My mouth was suddenly very, very dry, but I managed to keep my fear hidden. “I’ll take your word for it.”
Then I took a step towards where I hoped the entrance to be and froze. A cold draft rushed through the tunnel. An impossibility this far below ground. On the wind I heard whispers. Words in a tongue no human could hope to understand. The queen froze, and I took control of the tendril wrapped around Elisa’s leg. I slipped it into her pouch and used it to send a number of her boom-gas spitters into my storage, then pulled them out into my hand.
I activated and dropped them around us, letting them roll away from us and towards the spiders that were suddenly at the edge of our light. Guardians of all sizes waiting for their queen’s order to strike. Thick green mist sprayed from them, spreading and hovering around chest height while they rolled further into the mass of Valax.
I used the same trick to grab a fire spitter just as the queen howled in rage. She began stomping back and forth. “GODSLAYER! MURDERER! EGG SMASHER! MATRIARCH KILLER! SHADOW OF THE SEVEN!” She screamed, and the shriek echoed through the halls.
I looked at the others, who were all looking back at me in fear.
“Run.”
They needed no further encouragement. Tiana grabbed Elisa in one hand and Serena in the other and broke into a sprint. The golem scooped up Rhallani and Noelle in the same breath and careened after them. The queen continued raging, stomping and cursing in a language native to the Valax that no human had ever cracked.
“What the hell was that!?” Tiana shouted at me.
“A godwind,” I called back, reaching over my shoulder and undoing the clasp on the cursed blade. I didn’t draw it though. Not yet. “Seems an angry goddess decided she’d had enough of my deception.”
“What the fuck did you do?” She demanded.
I glanced behind me where the queen was seemingly looking around for us. “I may have killed her Chosen, which means she probably holds a bit of a grudge.”
“KILL HIM!” the queen howled.
I threw the fire spitter and the result was immediate. The gas ignited violently just as the spiders stepped forward. They were blown to pieces and I felt the force of the explosion in my bones. The tunnel around us crackled and groaned, then a second later there was another explosion. This one deeper and further away, but followed by a third.

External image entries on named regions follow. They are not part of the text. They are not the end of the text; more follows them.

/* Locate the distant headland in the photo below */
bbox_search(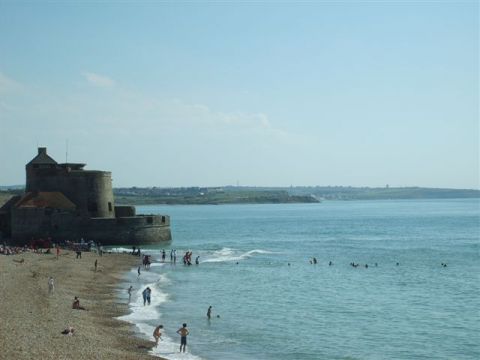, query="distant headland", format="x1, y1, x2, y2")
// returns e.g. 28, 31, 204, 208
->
0, 186, 480, 205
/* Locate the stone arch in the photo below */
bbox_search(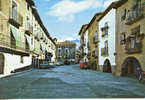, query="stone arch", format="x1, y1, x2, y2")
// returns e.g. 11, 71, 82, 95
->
121, 57, 142, 77
103, 59, 112, 73
0, 53, 5, 74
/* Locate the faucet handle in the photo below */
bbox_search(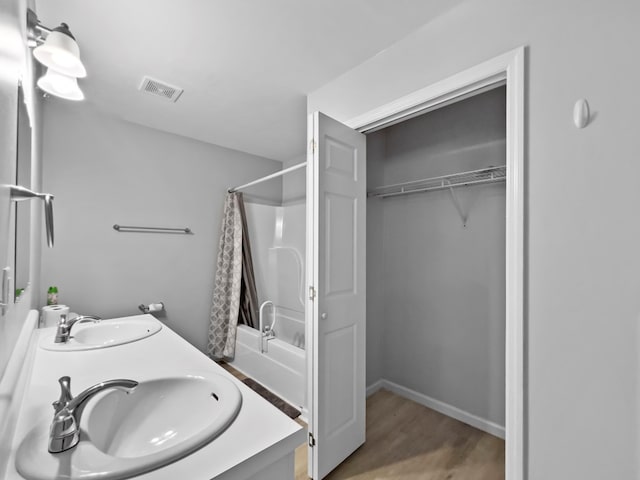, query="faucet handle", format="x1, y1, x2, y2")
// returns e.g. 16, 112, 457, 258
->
52, 376, 73, 413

And a fourth.
“I think the miners left behind some dynamite!” Rhallani screamed from her spot in the golem’s grasp.
The cavern shuddered and pitched, then a low rumbling started. “And that sounds like a natural gas vein,” I called back. “We need to get out of here now.”

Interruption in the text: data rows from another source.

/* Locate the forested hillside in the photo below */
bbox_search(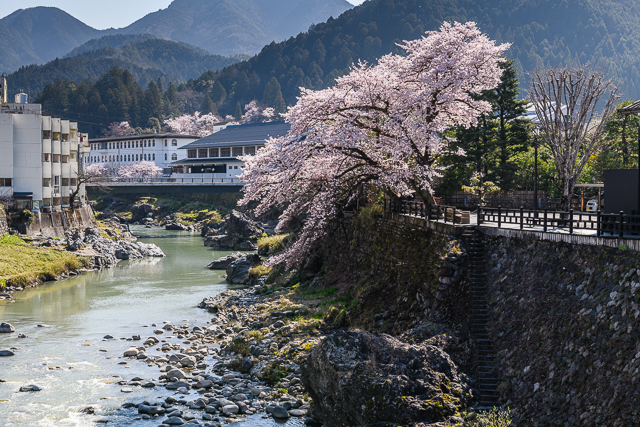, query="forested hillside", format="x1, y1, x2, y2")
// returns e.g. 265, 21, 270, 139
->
178, 0, 640, 112
8, 34, 247, 94
33, 0, 640, 135
0, 7, 103, 73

Serena and Tiana both threw one of Elisa’s arms around them. Good, I needed Serena focused on Elisa so she didn’t realize what I was about to do. Tiana glanced at me over her shoulder, eyes wide, and nodded once. We were too far from the entrance, and there was no outrunning a Valax of that size.
I nodded back and slowed to a stop. Noelle saw and cried out, but I gave her a soft smile and a slight shake of the head. She reached back towards me, but the golem had a firm grip on her waist. I put my hand on the hilt of the cursed sword and turned.
Immediately I felt its power race through me, but it felt different. Not weaker, necessarily, but more…tired. It pulled at me, but not as strong as before. I could pull back without too much issue. I felt the hammering of the queen and her honor guard racing after us even while the cavern rumbled and collapsed around us. I heard her howl, and I drew my sword.
Not a sacrifice, I told myself. I’m just buying them time.
It had nothing to do with the fact that the queen had told her brood to go after me, not my friends. Though, as the crimson energy wrapped around me and melded with my shadows, even I had to admit that my argument was flimsy at best.